Alors en poste au consulat du Japon dans la capitale de la Lituanie, Kaunas, un diplomate japonais, Chiune Sugihara, prend la décision de délivrer des visas de transit pour le Japon à des milliers de Juifs fuyant le nazisme. Cet homme qui parle couramment le russe négocie avec l’U.R.S.S. l’autorisation de laisser transiter ces Juifs à qui il a accordé un visa afin qu’ils puissent embarquer à Vladivostok pour le Japon.

Dans un très beau petit livre de souvenirs, sa femme Yukiko retrace sa vie auprès de son mari et après sa mort. Ce livre a été publié en français sous le titre “Visas pour 6 000 vies”.

 

Chiune Sugihara et sa femme Yukiko

 

Suite à un document trouvé dans les archives ministérielles et mis à la disposition de Hillel Levine, un historien américain, la confirmation est apportée que Chiune Sugihara a bien délivré environ deux mille visas ; chaque visa étant valable pour toute une famille, on arrive aisément à un total d’environ six mille individus.

Quelques indications biographiques. Chiune Sugihara est admis au département d’enseignement de l’anglais à l’université de Waseda puis il est reçu à l’examen des bourses du ministère des Affaires étrangères. Il part pour la Manchourie où il entreprend l’étude du russe. Il est diplômé de l’Institut de Harbin puis employé comme secrétaire au ministère des Affaires étrangères. A Harbin il est également traducteur et professeur. Il est alors considéré par son ministère comme le meilleur expert (japonais) de l’U.R.S.S.

Lorsque le Mandchoukouo est créé en 1932, Chiune Sugihara se consacre à l’organisation du département diplomatique où il ne tarde pas à être nommé chef de la section russe. Il se marie en 1935 et s’installe à Tokyo. Il ne s’agit pas d’un mariage arrangé, alors très fréquent au Japon.
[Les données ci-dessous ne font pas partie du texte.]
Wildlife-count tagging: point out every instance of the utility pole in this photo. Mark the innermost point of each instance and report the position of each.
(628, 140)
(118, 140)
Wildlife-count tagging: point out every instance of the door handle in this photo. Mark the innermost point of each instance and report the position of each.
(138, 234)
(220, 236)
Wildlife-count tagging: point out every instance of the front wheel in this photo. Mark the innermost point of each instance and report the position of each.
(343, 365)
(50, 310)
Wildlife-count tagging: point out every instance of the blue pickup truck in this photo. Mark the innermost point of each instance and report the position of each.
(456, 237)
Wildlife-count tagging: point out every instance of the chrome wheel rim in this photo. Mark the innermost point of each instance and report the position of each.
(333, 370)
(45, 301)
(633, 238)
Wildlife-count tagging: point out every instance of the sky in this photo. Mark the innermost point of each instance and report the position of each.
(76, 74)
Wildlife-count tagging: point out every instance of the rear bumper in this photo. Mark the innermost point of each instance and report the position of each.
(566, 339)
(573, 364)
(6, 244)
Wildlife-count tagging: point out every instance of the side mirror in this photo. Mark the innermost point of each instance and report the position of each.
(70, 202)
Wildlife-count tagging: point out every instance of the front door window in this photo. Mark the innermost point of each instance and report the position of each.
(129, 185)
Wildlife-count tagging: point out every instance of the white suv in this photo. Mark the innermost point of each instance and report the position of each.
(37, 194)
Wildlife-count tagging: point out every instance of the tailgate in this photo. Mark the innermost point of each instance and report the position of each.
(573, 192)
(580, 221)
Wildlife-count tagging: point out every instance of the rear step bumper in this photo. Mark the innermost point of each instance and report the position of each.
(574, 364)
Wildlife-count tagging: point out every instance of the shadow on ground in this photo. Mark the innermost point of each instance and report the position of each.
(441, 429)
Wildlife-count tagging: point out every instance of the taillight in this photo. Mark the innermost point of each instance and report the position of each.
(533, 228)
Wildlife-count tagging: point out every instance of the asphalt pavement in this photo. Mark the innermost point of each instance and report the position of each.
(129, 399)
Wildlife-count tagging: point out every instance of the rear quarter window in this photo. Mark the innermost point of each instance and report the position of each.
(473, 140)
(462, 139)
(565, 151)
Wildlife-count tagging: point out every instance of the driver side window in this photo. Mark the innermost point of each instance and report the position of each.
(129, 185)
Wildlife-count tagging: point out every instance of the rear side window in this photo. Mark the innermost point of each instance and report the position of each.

Yukiko insiste sur le grand respect de Chiune envers elle et sa capacité à l’écouter, ce qui mérite d’être noté à une époque où les hommes de son pays ne prennent pas les femmes au sérieux et leur parlent volontiers rudement ainsi qu’elle le précise. Le couple reçoit de nombreux Russes ayant fui la Révolution.

26 février 1936, putsch au Japon. Chiune le réprouve, sans rien en dire. Septembre 1936, naissance d’un fils, Hiroki. En novembre 1936 est conclu le pacte anti-Komintern nippo-allemand. Septembre 1937, suite au refus de l’U.R.S.S. de lui délivrer un visa, le couple part pour la Finlande où Chiune est affecté à la délégation d’Helsinki. Il y est nommé traducteur puis chargé d’affaires. 1938, naissance du deuxième fils. En Europe, les événements se précipitent, avec notamment le pacte germano-soviétique, le partage de la Pologne et l’annexion des trois pays Baltes par l’U.R.S.S. Octobre 1939, Chiune est nommé au consulat du Japon à Kaunas, capitale de la Lituanie. Le 20 et 21 juillet 1940, les trois pays Baltes sont intégrés à l’U.R.S.S.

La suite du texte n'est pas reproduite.